LocallyNet Seeks To Rearrange Web site Domain Name Game

[HAIFA, Israel] – One of the limitations of the growing Internet universe is the rapidly dwindling supply of domain names available.
Businesses complain that most of the meaningful and desirable Web addresses have already been claimed.

LocallyNet, a Haifa-based startup from Panta Rhei Knowledge Systems Ltd group, hopes to change that.

The company’s concept is the virtual domain name (VDN). Using a text-conversion algorithm, the program creates a new level of domain names on top of the existing level. Use of a VDN allows site owners to employ gibberish “real” domain names, which the program renders meaningful.

Imagine you want to use the address www.flowers.com for your business. Since the address is already taken, you could instead reserve www.srewolf.com. (Srewolf is flowers backwards.)

Surfers seeking your site on VDN-enabled browsers could type www.flowers.com, and tell the browser to read the letters backwards. The browser would deliver them to your site.

The text-conversion program also allows non-English users to type in their native language. Bilingual keyboards allot two letters per key, an English letter and a foreign letter.

LocallyNet allows the user to type a VDN address in his native language, which is then converted to its parallel English letters.

In addition, LocallyNet enables the use of new domain suffixes.
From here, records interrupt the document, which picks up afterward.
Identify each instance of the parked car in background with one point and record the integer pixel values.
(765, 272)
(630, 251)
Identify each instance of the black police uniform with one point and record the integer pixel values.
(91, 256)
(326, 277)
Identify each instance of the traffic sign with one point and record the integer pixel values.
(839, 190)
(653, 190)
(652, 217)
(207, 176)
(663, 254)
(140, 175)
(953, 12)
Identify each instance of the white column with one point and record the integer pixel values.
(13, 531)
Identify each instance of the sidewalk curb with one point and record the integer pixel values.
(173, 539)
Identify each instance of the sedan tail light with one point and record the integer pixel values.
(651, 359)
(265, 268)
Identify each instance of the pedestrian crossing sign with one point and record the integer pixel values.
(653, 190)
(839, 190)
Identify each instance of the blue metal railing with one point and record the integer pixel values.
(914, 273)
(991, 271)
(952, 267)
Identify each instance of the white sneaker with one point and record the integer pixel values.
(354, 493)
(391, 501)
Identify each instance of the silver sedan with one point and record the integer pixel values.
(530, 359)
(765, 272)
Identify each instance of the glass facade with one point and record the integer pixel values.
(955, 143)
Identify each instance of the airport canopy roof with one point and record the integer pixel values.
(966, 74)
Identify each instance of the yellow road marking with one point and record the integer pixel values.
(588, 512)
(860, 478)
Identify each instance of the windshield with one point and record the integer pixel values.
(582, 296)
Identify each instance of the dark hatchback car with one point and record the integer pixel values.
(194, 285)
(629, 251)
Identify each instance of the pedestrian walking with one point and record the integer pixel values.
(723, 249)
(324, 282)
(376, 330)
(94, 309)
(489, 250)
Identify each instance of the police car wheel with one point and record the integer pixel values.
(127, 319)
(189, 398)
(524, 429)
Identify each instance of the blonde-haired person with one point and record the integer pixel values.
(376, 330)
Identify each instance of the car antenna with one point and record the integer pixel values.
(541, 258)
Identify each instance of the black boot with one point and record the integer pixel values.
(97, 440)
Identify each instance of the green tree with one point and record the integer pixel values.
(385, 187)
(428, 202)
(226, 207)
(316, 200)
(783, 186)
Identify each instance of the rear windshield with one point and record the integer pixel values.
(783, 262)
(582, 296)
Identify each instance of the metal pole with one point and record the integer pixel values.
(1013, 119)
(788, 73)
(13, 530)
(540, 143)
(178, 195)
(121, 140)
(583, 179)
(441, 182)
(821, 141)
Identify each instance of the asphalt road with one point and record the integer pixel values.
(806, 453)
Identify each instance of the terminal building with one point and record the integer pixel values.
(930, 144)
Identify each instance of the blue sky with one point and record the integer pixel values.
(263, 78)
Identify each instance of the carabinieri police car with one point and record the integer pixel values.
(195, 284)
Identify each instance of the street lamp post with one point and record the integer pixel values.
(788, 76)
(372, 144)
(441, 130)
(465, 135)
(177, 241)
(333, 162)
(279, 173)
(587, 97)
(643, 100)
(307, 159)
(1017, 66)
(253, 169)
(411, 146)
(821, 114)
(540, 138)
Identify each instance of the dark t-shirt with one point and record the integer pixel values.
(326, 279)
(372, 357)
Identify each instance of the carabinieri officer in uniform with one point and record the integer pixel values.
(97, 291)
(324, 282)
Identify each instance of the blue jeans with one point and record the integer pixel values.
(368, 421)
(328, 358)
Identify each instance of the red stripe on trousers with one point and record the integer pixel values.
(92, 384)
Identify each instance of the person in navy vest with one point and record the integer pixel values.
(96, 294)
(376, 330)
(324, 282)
The standard “.com” can be replaced by custom suffixes such as .b2b and .news, and allows the usage of restricted characters such as “,”.

LocallyNet co-founder Yoav Raiter said the company’s product is more practical than other domain name solutions, with a broader long-term perspective.

“Most companies are trying to build new name monopolies,” he stated. “We provide the tools to create new names.”

He added that his algorithm-based solution works faster than those of competitors.

“Other companies have server solutions; we are the only browser solution,” he said.

Currently, LocallyNet’s top priority is establishing strategic partnerships with the major Internet browsers. The company intends to focus on Europe and Asia, especially China, as its initial markets.

But short of a major joint venture, Raiter admits the company’s future is uncertain.

“We have to go to big ones,” he said.

In Israel, LocallyNet has sold 500 units to date.